I used to run the DROITEREG
functions in a calc sheet. Here is an example :
At the top left, there are the data and at the bottom the results of the function DROITEREG
which are a 2 by 5 table. I wrote the labels of several cells. a and b are the parameters of the linear regression and u(a) and u(b) the uncertaintes on a and b. I would like to compute these uncertaintes from a numpy functions.
I succeed from curve_fit
function :
import numpy as np
from scipy.stats import linregress
from scipy.optimize import curve_fit
data_o = """
0.42 2.0
0.97 5.0
1.71 10.0
2.49 20.0
3.53 50.0
3.72 100.0
"""
vo, So = np.loadtxt(data_o.split("\n"), unpack=True)
def f_model(x, a, b):
return a * x + b
popt, pcov = curve_fit(
f=f_model, # model function
xdata=1 / So, # x data
ydata=1 / vo, # y data
p0=(1, 1), # initial value of the parameters
)
# parameters
print(popt)
# uncertaintes :
print(np.sqrt(np.diag(pcov)))
The output is the following, the results are consistent with those obtained with DROITEREG
:
[ 4.35522612 0.18629772]
[ 0.07564571 0.01699926]
But this is not fully satisfactory because, this should be obtained easily from a simple least square function. So I tried to use polyfit
.
(a, b), Mcov = np.polyfit(1 / So, 1 / vo, 1, cov=True)

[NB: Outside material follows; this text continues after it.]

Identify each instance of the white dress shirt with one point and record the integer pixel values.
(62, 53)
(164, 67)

print("a = ", a, " b = ", b)
print("SSR = ", sum([(y - (a * x + b))**2 for x, y in zip(1 / So, 1 / vo)]))
print("Cov mat\n", Mcov)
print("Cov mat diag ", np.diag(Mcov))
print("sqrt 1/2 cov mat diag ", np.sqrt(0.5 * np.diag(Mcov)))
The output is :
a = 4.35522612104 b = 0.186297716685
SSR = 0.00398117627681
Cov mat
[[ 0.01144455 -0.00167853]
[-0.00167853 0.00057795]]
Cov mat diag [ 0.01144455 0.00057795]
sqrt 1/2 cov mat diag [ 0.07564571 0.01699926]
At the end, I noticed that the Mcov matrix from polyfit
is 2 times the pcov matrix from curve_fit
. If I try to do a fit with a larger degrees of the polynomial I saw that the factor is equal to the number of parameters.
I do not succeed using linregress
from scipy.stats
because I do not know how to obtain this covariance matrix of the parameters estimates. Again I also succeed using scipy.odr
but it is again more complicated than the above solutions and this for a trivial linear regression. Maybe I missed something because I am not kind in statistic and I do not really understand the meaning of this covariance matrix.
Thus, what I would to know is the easiest way to obtain the parameters of the linear regression and the related uncertainties (correlation coefficient would be also a good point but it is more easy to compute it). My main objective is for example to give to a student in chemistry or physics the easy way to do this linear regression and compute the parameters associated to this model.